I scraped some data from google news into a dataframe:
DataFrame:
df
title link pubDate description source source_url
0 Australian research finds cost-effective way t... https://news.google.com/__i/rss/rd/articles/CB... Sat, 15 Oct 2022 23:51:00 GMT Australian research finds cost-effective way t... The Guardian https://www.theguardian.com
1 Something New Under the Sun: Floating Solar Pa... https://news.google.com/__i/rss/rd/articles/CB... Tue, 18 Oct 2022 11:49:11 GMT Something New Under the Sun: Floating Solar Pa... Voice of America - VOA News https://www.voanews.com
2 Adapt solar panels for sub-Saharan Africa - Na... https://news.google.com/__i/rss/rd/articles/CB... Tue, 18 Oct 2022 09:06:41 GMT Adapt solar panels for sub-Saharan AfricaNatur... Nature.com https://www.nature.com
3 Cost of living: The people using solar panels ... https://news.google.com/__i/rss/rd/articles/CB... Wed, 05 Oct 2022 07:00:00 GMT Cost of living: The people using solar panels ... BBC https://www.bbc.co.uk
4 Business Matters: Solar Panels on Commercial P... https://news.google.com/__i/rss/rd/articles/CB... Mon, 17 Oct 2022 09:13:35 GMT Business Matters: Solar Panels on Commercial P... Insider Media https://www.insidermedia.com
... ... ... ... ... ... ...
What I want to do now is basically to iterate through the "link" column and summarize every article with NLTK and add the summary to a new column. Here is an example:
article = Article(df.iloc[4, 1]) #get the url from the link column
article.download()
article.parse()
article.nlp()
article = article.summary
print(article)
Output:
North WestGemma Cornwall, Head of Sustainability of Anderton Gables, looks into the benefit of solar panels.

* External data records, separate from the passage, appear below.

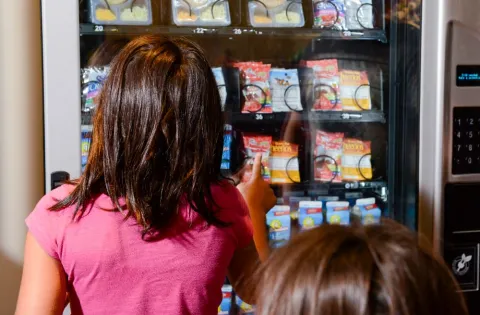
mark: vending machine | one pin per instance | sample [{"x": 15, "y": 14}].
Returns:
[
  {"x": 449, "y": 172},
  {"x": 327, "y": 90}
]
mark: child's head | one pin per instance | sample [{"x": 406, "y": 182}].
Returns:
[
  {"x": 158, "y": 133},
  {"x": 376, "y": 270}
]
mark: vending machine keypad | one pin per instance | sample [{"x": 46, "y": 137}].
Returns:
[{"x": 466, "y": 140}]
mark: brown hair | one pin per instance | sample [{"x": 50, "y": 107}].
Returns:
[
  {"x": 157, "y": 134},
  {"x": 373, "y": 270}
]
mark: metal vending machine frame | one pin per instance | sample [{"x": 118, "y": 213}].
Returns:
[{"x": 449, "y": 153}]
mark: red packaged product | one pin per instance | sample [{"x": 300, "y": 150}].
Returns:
[
  {"x": 255, "y": 87},
  {"x": 328, "y": 156},
  {"x": 257, "y": 144}
]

And, with the cost of solar panels continually dropping, it is becoming increasingly affordable for commercial property owners.
Reduce your energy spendMost people are familiar with solar energy, but many are unaware of the significant financial savings that can be gained by installing solar panels in commercial buildings.
As with all things, there are pros and cons to weigh up when considering solar panels.
If you’re considering solar panels for your property, contact one of the Anderton Gables team, who can advise you on the best course of action.
I tried a little bit, but I couldn't make it work...
Thanks for your help!
CodePudding user response:
This will be a very slow solution with a for loop, but it might work for a small dataset. Iterating through all the links and then applying the transformations needed, and ultimately create a new column in the dataframe
summaries = []
for l in df['source_url'].values:
article = Article(l)
article.download()
article.parse()
article.nlp()
summaries.append(article.summary)
df['summaries'] = summaries
Or you could define a custom function and the use pd.apply
:
def get_description(x):
art = Article(x)
art.download()
art.parse()
art.nlp()
return art.summary
df['summary'] = df['source_url'].apply(get_description)